Over a month later, and I finally figured it out. While the alternative above worked well, it has been bugging me and I had to finally figure it out. Turns out that it was somewhat of a stupid mistake.
Here's the old code in my viewDidLoad, where I set up the scrollView:
[clefScrollView setContentSize:CGSizeMake(clefScrollView.contentSize.width, clefView.frame.size.height)];
The value of a scrollView height or width can't be 0! I think this got past me because I was assuming that ScrollView sizes start out with a valid size, and I was missing the fact that one dimension was zero!
This works:
[clefScrollView setContentSize:CGSizeMake(clefView.frame.size.width, clefView.frame.size.height)];
Yeah, I have not had success with scrollRectToVisible:animated:, but setContentOffset:animated: always works for me. Out of curiosity, why do you not want to use setContentOffset:animated:? It seems to be the proper solution.

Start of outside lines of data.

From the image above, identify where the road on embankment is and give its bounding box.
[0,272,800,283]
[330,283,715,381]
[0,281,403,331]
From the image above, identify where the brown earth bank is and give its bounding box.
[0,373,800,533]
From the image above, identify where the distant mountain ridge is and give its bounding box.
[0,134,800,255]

You might want to check and see that the scrollView's delaysContentTouches property is set to NO.
If you call the method scrollRectToVisible or setContentOffset from a touch within a subview of your scrollView then your scrollView could be holding things up by delaying touches.

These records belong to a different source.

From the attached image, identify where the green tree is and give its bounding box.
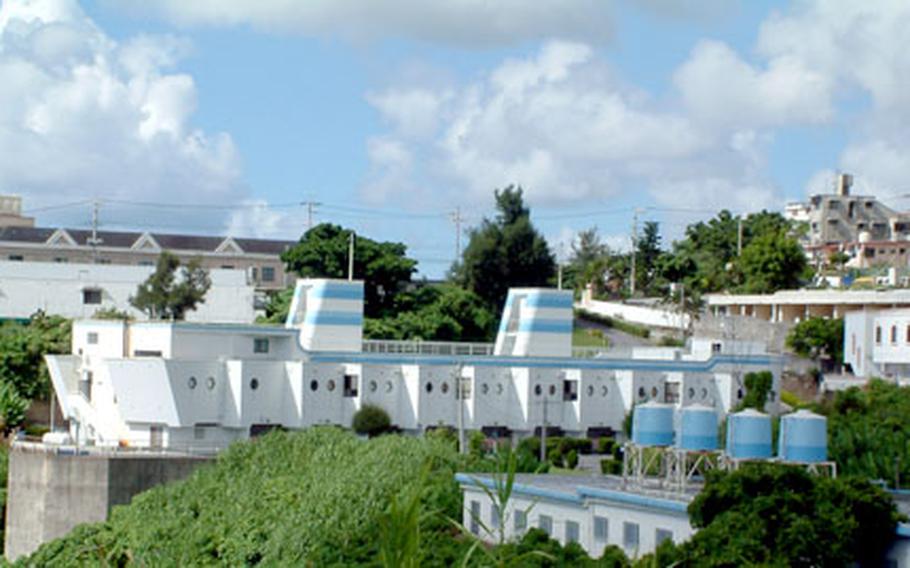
[281,223,417,318]
[739,371,774,411]
[661,464,899,566]
[786,317,844,363]
[0,312,72,400]
[739,232,807,294]
[351,404,392,437]
[130,251,212,320]
[453,186,556,311]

So, make sure you set the following in your scrollView.
scrollView.delaysContentTouches = NO;
You will most likely be able to move the scrollView with and without animation set to YES.
i had it like this and it didn't work
scrollView.contentSize = CGSizeMake(scrollView.contentSize.width, someKnownValue);
i was just changing the height of the contentSize, so I didn't think that would give me any problem but it did ...
had to change it to this
scrollView.contentSize = CGSizeMake(someOtherKnownValue, someKnownValue);
turns out scrollView.contentSize.width is not necessarily set to a valid value from the get go, so better give it an specific value
The suggested solution above may still give an error if you haven't set the frame for the "clefScrollView".
If the solution above is used and still having the same problem, make sure you have initialized your scollView (in this case clefScrollView) frame prior to setting the content view.
clefScrollView = [[UIScrollView alloc] initWithFrame:CGRectMake(0,0,320,450)];
[clefScrollView setContentSize:CGSizeMake(clefView.frame.size.width, clefView.frame.size.height)];
A little late to the game but I was having the same problem. Though I absolutely had my scrollview's content size set correctly - even excessively so for the height value. Even after extensive checks to validate the frames and content sizes - still wasn't working. I had to adjust the "bounds" frame height, then everything worked great.
I had the same symptoms as this issue..the scrollRectToVisible was not working as intended. My problem was that the scrollview on the storyboard had a ambiguous constraint problem. Once that was fixed the call worked just fine. It is something else to check when the scrollRectToVisible call isn't working as intended.
For me the problem was that a constraint in a subview was not explicit.
Check that every constraint in your content is set, even if you are not needing it apparently for the layout.